For more information, email uvdm.org/dances or facebook.com/NorwichContraDance.

Bar and Club Circuit

The Brattleboro-based string band Pinedrop plays at Bentley’s Restaurant in Woodstock tonight at 8. Singer-songwriter Wayne Canney steps to the mic on Friday night at 9.

∎ Folk/pop chameleon Joseph Stallsmith steps to the microphone at the Canoe Club in Hanover tonight at 6:30. Following him to the stage with 6:30 to 9:30 shows over the coming week are pianist Keith Bush on Friday, jazz singer-guitarist Rowley Hazard on Saturday, Kenyon College’s Take Five a capella group on Sunday, guitarist Ted Mortimer on Tuesday and the folk duo of Dana and Susan Robinson on Wednesday. And on Monday night starting at 5:30, Marko the Magician will perform his tableside sleight-of-hand.

∎ Frydaddy frontman Carlos Ocasio plays a solo set at Jesse’s restaurant in Hanover on Friday afternoon at 5.

∎ Chad Gibbs leads his Turner Round quartet into Lebanon’s Salt hill Pub for a set of party rock on Friday night at 9. And at 5 on Saturday night, Arthur James plays and sings the blues.

∎ Royalton singer-songwriter Alison “AliT” Turner performs at the Inn at Weathersfield in Perkinsville on Friday night at 7.

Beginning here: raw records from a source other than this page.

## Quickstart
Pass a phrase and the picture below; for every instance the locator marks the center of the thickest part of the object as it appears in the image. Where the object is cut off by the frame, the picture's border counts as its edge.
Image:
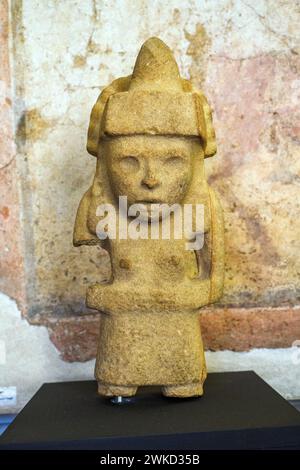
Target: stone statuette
(150, 133)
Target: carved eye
(129, 163)
(174, 161)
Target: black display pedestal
(238, 411)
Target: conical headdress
(154, 100)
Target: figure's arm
(216, 248)
(82, 235)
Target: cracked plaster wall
(245, 56)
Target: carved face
(149, 169)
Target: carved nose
(150, 182)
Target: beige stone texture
(150, 331)
(245, 57)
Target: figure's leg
(110, 390)
(183, 391)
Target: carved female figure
(150, 133)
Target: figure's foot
(183, 391)
(121, 400)
(109, 390)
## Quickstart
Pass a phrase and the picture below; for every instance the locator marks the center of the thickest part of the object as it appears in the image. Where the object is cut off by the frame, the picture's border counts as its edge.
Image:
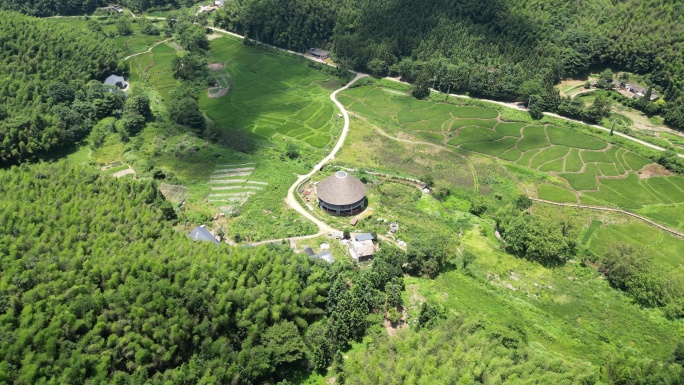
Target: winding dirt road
(148, 50)
(291, 200)
(325, 229)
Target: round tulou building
(341, 194)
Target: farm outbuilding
(116, 81)
(200, 233)
(639, 91)
(341, 194)
(319, 53)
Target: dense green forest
(80, 7)
(503, 49)
(50, 86)
(97, 286)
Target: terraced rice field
(231, 186)
(265, 94)
(590, 170)
(273, 96)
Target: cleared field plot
(671, 215)
(533, 137)
(434, 110)
(632, 189)
(573, 162)
(458, 123)
(403, 117)
(318, 141)
(556, 194)
(475, 112)
(555, 166)
(511, 155)
(666, 249)
(634, 161)
(510, 129)
(434, 124)
(570, 138)
(526, 157)
(608, 169)
(269, 92)
(595, 156)
(664, 186)
(474, 134)
(615, 154)
(548, 154)
(231, 186)
(585, 180)
(492, 148)
(433, 136)
(606, 196)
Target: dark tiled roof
(326, 256)
(202, 234)
(341, 189)
(364, 237)
(319, 52)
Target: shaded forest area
(502, 49)
(98, 287)
(50, 85)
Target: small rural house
(326, 256)
(116, 81)
(639, 91)
(319, 53)
(200, 233)
(360, 237)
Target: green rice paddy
(271, 94)
(591, 169)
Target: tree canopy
(50, 85)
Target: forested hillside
(79, 7)
(97, 286)
(48, 99)
(504, 49)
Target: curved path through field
(324, 228)
(291, 200)
(148, 50)
(600, 208)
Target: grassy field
(273, 95)
(590, 168)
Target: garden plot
(231, 186)
(174, 193)
(220, 80)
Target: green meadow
(575, 166)
(568, 310)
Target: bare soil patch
(652, 170)
(216, 66)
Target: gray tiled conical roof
(341, 189)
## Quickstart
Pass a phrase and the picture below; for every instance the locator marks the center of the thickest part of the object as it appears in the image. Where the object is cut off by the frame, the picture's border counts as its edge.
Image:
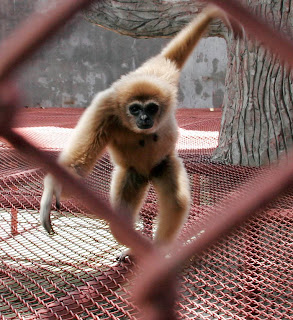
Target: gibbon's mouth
(144, 126)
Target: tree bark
(258, 111)
(148, 18)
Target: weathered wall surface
(84, 59)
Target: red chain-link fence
(244, 274)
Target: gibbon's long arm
(86, 144)
(180, 48)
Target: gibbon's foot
(125, 255)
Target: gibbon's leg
(128, 189)
(171, 183)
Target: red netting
(73, 274)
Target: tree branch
(148, 18)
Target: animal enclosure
(243, 274)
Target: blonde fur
(140, 154)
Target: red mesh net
(73, 274)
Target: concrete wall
(84, 59)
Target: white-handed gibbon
(135, 120)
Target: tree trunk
(148, 18)
(257, 117)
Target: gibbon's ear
(86, 144)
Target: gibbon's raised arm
(180, 48)
(86, 144)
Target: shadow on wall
(84, 59)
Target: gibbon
(135, 120)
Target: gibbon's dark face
(144, 113)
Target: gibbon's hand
(51, 188)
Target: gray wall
(84, 59)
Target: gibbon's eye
(134, 109)
(152, 108)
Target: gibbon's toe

∎ The funk-rock trio About Gladys plays Salt hill Pub in Hanover at 9 on Friday night. At the same time on Saturday, the trio Borderstone launches a set of classic rock.

∎ Moxley Union performs a mix of rock and soul at Skunk Hollow Tavern in Hartland Four Corners on Friday night starting at 9.

∎ Josh Gerrish infuses Salt hill Pub in Newport with a dose of country-western music on Friday night starting at 9, and on Saturday night at 9, Juke Joynt takes the stage with its blend of classic rock, funk, country and bluegrass.

∎ Faux in Love pulls into Windsor Station on Saturday night at 9:30 to play a set of indie rock, followed on Tuesday night at 6 by singer-songwriter Kyle Boisvert.

Open Mics

Jim Yeager leads an open mic at the ArtisTree Community Arts Center in South Pomfret tonight from 7 to 9.

∎ Ramunto’s Brick & Brew Pizza in Bridgewater hosts an open mic starting at 7:30 p.m. on Thursdays. Participants get a free large cheese pizza.

∎ String players of all ages and abilities are welcome at the weekly acoustic jam session at South Royalton’s BALE Commons on Friday night from 6:30 to 10.

∎ Joe Stallsmith leads a weekly hootenanny of Americana, folk and bluegrass at Salt hill Pub in Hanover on Monday nights starting at 6.

∎ Bradford’s Colatina Exit holds an open mic on Tuesdays at 8 p.m.

∎ The Seven Barrel Brewery in West Lebanon runs an open mic on Tuesday nights, beginning at 8.

∎ Jim Yeager hosts an open mic at Hartland’s Skunk Hollow Tavern, at 8:30 p.m. on Wednesdays.